Consumer protection focus of Turnbull Government response to Murray Inquiry – October 2015
The Turnbull Government has announced key consumer protection measures in its response to the Murray Financial Services Inquiry.
In its first substantial policy move since the change in Liberal leadership, the Government accepted most of the report’s sweeping recommendations which covered the security and operations of the banking system, consumer protection, superannuation, financial planning, financial regulation, technological innovation in financial markets and capital markets.
Under the consumer protection measures the Government says it will legislate so that merchants will not be allowed to charge surcharges for using credit, debit or EFTPOS cards beyond the cost to the business of accepting payment by card. The Australian Competition and Consumer Commission (ACCC) will enforce the regulations to ensure consumers are treated fairly and not overcharged.
Its approach on this issue is likely to be politically popular but conflicts with a more deregulatory approach proposed by the Financial Services Inquiry
The government is also promising action to improve the standards of financial advice, an area that in recent years has been subject to extensive malpractice and controversy, amid deep concern especially from retirees.

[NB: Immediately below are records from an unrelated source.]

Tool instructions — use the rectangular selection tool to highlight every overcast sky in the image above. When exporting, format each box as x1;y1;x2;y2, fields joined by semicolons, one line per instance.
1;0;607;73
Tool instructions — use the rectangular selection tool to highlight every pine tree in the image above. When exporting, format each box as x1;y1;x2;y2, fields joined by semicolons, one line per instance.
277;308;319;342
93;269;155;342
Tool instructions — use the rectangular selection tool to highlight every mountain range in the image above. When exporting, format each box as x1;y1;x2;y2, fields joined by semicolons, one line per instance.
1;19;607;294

However it rejected a key recommendation to stop Self-Managed Superannuation Funds from borrowing, particularly to fund property investment.

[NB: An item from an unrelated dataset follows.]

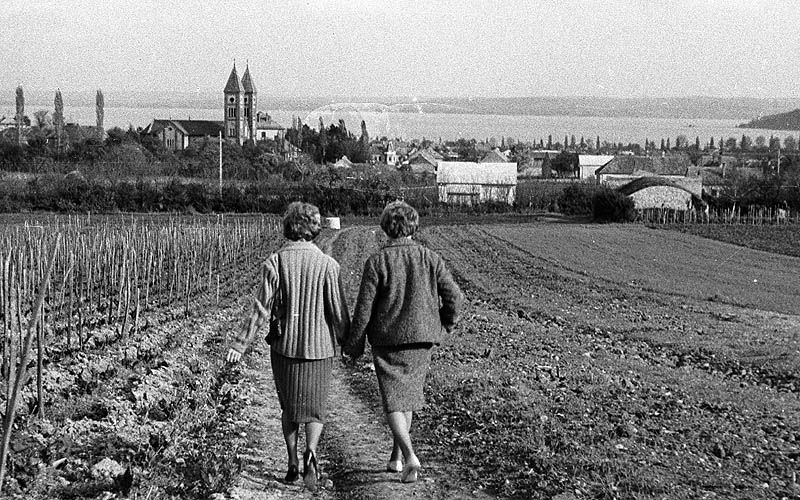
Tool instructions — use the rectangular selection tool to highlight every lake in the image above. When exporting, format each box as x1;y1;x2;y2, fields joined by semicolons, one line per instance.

The Murray inquiry handed its report to the Abbott Government in December. It had been listed to be considered by the Abbott cabinet in its final meeting in September, which was cancelled because of Mr Turnbull’s leadership challenge. It was one of the areas where the Abbott Government was criticised for failing to adequately address difficult but important policy challenges.
Consumer protection measures which the Government announced were:
- Fees and surcharges: The government will phase in a ban on excessive card surcharging, and continue to watch developments to decide whether further action is needed.
- Financial Advice: The government will introduce laws to raise professional standards of advisors by mid-2016 and in 2019 consider whether more changes are needed.
The surcharge decision goes against the Financial System Inquiry's view that it would be too costly and impractical for a regulator to decide what each merchant's true payment costs are.
More than 5000 of the 6500 final submissions to the Murray inquiry were on surcharging. This was prompted by a Change.org campaign by Gold Coast businessman Klaus Bartosch. Visa and MasterCard have been pushing for bans on surcharging and a regulator to be given power to enforce limits for years.
To improve the financial advice industry, advisers will have to have a degree, pass an examination, undertake continuous professional development, subscribe to a code of ethics and undertake a professional year before they can advise clients. There will be some transitional arrangements as the tougher requirements are put in place. The Senate had thwarted some – but not all – attempts by the Abbott government to water down the Labor government’s more stringent for financial advisers.
On other areas:
- Capital requirements: The government has backed APRA's moves to increase bank risk weights to offset mortgage risks, and agreed to take an active an ongoing “role in monitoring developments” on this front.
- Risk management: The government will consult with the industry to “clarify and strengthen” regulatory powers to manage crises.
- Bank deposit tax: The government has backed the Murray inquiry's recommendation not to introduce a levy to fund the taxpayer guarantee of bank deposits.
- Define purpose of superannuation: The government will enshrine in law the “fundamental purpose” of the super system to create a “yardstick” against which competing proposals for change are held up to scrutiny.
- Default superannuation funds: The government will task the Productivity Commission to look at alternative ways of allocating default funds to savers, including a regular national competition among super providers.
- APRA and ASIC Funding: The government will consider calls to adopt a three-year funding model.
- Regulatory Review: The government will reconstitute the Financial Sector Advisory Council to report back on performance of regulators by end of 2015.
- Financial competition: The Productivity Commission will review the state of competition in the financial system by end of 2017, require regulators to use annual reports to explain how they have “balanced competition with other elements of their mandates”, and push for Asian Region Funds Passport legislation in the second half of 2016.
Using new technology in financial services
- Crowd-source funding: The government will consult with the community on crowd-sourced debt funding as well as legislation. (Announced in 2015 Budget)
- Financial data access: The government will task the Productivity Commission with improving access to data but will not mandate reporting into the comprehensive credit reporting regime.
- Retail bond market: The government will assess the need for further improvements that would support the retail corporate bond market.
Additional actions adopted by the Government not recommended by the Murray inquiry
- Develop laws in second half of 2015 to ensure participation in international derivatives markets.
- Develop laws to boost retail consumer protection for money held in derivatives.
- Amend the Corporations Act to amend the definition of a basic deposit product.